A friend should embrace your entire circle

As you get older, there will be others who become an extension of you, and you need friends who embrace them, says Dumaz. “If you’re married, and your friends aren’t liking who you’ve decided to marry, or who your children are, then that can definitely impact a friendship moving forward and would need to be shed.”

Having “the talk” with a friend

If you do need to tell a friend that you’ll be taking space, Dumaz encourages not pointing fingers. Make it about you – not them – she says. “Start with yourself—what you’re noticing about yourself. Avoid the blame game.
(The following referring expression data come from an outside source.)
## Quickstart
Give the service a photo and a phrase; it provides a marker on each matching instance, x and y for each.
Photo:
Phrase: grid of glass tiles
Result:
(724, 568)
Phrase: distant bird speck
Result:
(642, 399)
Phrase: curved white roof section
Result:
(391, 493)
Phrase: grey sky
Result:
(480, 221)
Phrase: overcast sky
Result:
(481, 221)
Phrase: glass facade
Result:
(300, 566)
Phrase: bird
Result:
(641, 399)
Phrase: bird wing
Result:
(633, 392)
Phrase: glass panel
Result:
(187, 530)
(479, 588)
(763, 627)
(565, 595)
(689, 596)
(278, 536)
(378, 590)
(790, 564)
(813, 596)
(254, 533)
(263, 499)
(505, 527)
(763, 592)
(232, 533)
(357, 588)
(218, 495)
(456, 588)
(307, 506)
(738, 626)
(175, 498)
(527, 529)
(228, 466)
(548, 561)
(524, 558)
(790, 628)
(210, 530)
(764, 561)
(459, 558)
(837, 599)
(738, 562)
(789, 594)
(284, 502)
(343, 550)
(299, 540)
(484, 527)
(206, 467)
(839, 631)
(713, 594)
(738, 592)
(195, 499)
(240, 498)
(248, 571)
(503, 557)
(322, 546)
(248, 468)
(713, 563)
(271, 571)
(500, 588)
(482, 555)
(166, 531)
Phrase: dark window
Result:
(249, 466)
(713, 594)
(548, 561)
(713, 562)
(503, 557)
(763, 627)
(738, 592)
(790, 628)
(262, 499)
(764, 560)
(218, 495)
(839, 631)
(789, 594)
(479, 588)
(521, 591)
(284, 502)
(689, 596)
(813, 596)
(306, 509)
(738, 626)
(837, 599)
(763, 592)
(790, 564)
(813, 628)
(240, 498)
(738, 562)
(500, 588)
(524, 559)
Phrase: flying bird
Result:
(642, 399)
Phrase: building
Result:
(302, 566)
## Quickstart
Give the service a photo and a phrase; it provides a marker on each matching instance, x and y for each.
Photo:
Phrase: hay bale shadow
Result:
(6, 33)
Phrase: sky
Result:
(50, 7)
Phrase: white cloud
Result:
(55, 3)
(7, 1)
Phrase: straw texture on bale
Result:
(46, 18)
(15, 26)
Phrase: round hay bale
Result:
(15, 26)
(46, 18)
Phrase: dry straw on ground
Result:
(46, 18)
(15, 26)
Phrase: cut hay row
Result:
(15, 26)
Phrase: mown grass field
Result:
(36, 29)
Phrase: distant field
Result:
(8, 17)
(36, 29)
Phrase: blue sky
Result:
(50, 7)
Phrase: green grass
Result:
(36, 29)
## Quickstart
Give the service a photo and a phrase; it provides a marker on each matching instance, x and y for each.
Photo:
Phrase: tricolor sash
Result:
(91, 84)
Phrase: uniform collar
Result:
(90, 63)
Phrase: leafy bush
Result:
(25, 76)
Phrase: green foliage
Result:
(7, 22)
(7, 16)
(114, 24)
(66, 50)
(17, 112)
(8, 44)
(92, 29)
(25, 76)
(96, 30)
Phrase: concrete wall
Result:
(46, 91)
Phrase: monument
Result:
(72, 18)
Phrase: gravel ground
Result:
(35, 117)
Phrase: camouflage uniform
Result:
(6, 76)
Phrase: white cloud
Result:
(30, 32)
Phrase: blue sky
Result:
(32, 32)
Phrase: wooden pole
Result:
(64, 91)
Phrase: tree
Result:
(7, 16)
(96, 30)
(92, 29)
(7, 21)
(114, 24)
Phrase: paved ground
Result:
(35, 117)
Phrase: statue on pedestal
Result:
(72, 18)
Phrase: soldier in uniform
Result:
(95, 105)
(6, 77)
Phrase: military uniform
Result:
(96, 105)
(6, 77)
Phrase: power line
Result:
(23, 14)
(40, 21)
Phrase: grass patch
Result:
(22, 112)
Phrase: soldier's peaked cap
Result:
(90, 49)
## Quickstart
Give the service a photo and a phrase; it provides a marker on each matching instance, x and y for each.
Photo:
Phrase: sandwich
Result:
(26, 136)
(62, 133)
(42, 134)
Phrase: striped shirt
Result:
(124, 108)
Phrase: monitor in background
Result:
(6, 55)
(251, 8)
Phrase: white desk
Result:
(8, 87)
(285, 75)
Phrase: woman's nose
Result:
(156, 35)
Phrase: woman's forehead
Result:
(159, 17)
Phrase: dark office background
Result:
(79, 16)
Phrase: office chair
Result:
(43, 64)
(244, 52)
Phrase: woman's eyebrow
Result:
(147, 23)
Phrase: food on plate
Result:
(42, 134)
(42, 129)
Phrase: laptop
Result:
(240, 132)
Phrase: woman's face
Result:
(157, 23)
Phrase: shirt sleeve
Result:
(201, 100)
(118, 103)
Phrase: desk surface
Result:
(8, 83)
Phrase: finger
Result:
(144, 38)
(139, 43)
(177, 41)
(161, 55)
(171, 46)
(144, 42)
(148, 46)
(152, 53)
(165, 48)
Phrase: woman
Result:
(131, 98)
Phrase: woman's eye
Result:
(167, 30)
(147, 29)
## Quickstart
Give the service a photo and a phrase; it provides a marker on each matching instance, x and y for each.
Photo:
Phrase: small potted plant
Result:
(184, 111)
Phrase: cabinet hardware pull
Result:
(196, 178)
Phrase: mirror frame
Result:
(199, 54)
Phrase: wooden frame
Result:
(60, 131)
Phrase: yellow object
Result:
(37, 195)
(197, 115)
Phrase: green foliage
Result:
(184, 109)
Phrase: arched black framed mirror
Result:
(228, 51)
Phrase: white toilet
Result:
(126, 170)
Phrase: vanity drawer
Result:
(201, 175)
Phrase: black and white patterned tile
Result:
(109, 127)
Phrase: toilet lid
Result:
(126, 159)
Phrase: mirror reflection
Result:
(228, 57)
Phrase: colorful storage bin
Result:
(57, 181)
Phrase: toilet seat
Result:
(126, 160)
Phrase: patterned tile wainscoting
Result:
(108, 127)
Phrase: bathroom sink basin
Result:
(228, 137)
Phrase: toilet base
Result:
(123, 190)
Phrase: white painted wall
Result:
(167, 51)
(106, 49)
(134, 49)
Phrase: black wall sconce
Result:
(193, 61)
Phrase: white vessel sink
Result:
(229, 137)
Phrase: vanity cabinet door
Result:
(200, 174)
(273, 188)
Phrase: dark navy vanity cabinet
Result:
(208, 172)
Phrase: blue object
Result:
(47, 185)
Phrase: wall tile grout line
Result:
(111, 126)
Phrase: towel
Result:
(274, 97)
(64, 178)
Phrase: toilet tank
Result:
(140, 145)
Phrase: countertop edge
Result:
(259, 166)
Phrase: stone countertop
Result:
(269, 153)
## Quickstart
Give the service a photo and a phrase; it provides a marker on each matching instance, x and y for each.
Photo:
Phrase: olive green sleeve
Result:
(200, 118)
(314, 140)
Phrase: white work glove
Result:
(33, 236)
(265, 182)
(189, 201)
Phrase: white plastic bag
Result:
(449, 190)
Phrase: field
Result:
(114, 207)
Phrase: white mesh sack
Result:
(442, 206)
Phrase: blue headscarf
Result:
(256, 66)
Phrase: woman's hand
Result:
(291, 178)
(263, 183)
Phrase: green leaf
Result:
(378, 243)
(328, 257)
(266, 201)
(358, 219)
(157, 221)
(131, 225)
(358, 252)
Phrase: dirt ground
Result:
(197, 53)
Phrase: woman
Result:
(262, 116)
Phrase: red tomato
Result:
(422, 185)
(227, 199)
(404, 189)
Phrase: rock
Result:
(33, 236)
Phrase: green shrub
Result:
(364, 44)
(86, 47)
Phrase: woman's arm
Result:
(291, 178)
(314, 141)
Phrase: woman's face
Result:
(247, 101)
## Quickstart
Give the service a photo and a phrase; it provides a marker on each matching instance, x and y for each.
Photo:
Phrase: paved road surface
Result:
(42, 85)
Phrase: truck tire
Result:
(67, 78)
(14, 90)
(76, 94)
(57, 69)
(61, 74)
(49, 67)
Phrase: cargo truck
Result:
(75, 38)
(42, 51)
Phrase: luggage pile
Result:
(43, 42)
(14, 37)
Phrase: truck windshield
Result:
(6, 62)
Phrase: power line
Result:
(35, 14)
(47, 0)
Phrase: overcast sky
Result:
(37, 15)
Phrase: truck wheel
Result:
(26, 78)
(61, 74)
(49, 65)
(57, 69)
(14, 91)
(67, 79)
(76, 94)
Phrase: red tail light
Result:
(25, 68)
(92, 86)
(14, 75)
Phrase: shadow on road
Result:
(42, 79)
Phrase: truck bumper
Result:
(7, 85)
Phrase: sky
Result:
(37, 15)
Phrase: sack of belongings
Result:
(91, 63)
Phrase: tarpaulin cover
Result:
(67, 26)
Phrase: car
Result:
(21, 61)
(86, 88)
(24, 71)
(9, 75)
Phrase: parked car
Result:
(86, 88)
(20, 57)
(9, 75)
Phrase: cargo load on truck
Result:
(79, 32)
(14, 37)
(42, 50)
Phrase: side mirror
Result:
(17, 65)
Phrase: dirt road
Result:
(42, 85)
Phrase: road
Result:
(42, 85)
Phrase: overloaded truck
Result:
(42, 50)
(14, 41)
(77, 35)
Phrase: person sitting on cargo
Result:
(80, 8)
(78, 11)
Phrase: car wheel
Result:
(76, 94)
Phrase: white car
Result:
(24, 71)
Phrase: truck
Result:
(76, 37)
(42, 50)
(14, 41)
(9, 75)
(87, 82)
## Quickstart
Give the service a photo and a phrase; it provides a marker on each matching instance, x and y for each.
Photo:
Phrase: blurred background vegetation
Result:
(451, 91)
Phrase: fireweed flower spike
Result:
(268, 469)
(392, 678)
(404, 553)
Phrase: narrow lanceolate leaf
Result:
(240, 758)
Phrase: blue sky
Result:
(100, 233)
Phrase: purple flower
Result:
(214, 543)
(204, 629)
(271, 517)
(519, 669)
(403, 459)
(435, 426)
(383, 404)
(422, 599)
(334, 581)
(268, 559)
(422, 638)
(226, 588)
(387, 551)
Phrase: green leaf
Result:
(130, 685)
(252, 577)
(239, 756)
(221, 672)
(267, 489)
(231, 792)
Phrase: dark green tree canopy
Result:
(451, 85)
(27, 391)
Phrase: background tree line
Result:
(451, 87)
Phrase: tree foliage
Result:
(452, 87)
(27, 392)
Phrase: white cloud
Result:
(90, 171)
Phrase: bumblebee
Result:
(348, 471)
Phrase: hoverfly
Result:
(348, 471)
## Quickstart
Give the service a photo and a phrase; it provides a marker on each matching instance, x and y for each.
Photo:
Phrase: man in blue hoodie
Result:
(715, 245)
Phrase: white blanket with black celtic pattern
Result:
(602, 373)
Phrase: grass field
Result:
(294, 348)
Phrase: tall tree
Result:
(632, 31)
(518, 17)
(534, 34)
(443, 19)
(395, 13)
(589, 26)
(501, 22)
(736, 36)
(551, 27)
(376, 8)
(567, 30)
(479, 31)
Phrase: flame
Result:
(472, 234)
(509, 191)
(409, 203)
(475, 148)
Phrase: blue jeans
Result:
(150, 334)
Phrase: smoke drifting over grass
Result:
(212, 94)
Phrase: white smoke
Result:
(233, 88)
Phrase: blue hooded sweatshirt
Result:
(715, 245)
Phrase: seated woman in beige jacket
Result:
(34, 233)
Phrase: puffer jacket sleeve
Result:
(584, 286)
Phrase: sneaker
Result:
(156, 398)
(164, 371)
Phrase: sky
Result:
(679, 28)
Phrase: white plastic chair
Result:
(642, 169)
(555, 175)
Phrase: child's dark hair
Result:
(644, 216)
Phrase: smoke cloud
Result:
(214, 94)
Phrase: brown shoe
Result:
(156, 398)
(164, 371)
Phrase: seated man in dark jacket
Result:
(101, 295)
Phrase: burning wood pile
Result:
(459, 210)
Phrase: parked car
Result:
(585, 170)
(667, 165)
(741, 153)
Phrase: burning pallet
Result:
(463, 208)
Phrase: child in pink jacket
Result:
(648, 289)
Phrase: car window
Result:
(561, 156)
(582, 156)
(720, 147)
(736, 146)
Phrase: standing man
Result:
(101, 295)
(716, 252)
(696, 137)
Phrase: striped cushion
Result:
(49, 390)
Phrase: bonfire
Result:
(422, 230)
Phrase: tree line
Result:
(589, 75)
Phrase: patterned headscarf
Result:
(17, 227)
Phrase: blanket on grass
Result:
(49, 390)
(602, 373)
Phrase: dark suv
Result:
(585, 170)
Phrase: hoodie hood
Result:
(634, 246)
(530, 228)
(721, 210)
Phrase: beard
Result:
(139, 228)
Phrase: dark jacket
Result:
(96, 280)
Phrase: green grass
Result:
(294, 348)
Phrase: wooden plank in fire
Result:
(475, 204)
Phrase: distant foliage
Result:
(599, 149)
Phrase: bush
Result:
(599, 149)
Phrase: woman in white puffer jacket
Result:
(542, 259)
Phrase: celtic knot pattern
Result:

Let’s say, for example, you’re distancing yourself from someone you’ve identified as the gossiper or the negative person. Just say ‘I want to surround myself with people I can trust.’ It’s not saying ‘I don’t trust you.’ You’re just learning there are things you have a lower tolerance for.”

When there are mutual friends

Sometimes, you can’t fully separate from a friend because you have mutual friends. In those situations, Dumaz says, “If you have mutual friends, you can say ‘I have no problems with you. We can be in the same rooms and be cordial.’ It depends on the friendship. Not every friendship requires a conversation. But if there is a mutual circle, you need to have the discussion, and start that talk with what you’ve learned about yourself.”

Sometimes, you just need boundaries – not a breakup

In some cases, you don’t need to end a friendship, says Dumaz, but just create new boundaries. “Sometimes when we are growing out of friendships that are no longer serving us, it’s about identifying new boundaries. There are times, for example, when someone gets into a relationship, but their friends are single, and they do single things. They can say, ‘I can’t do these single things with these guys like I used to.’ You set the boundary, and stick to it. When we stick to our boundaries, other people learn to respect them.”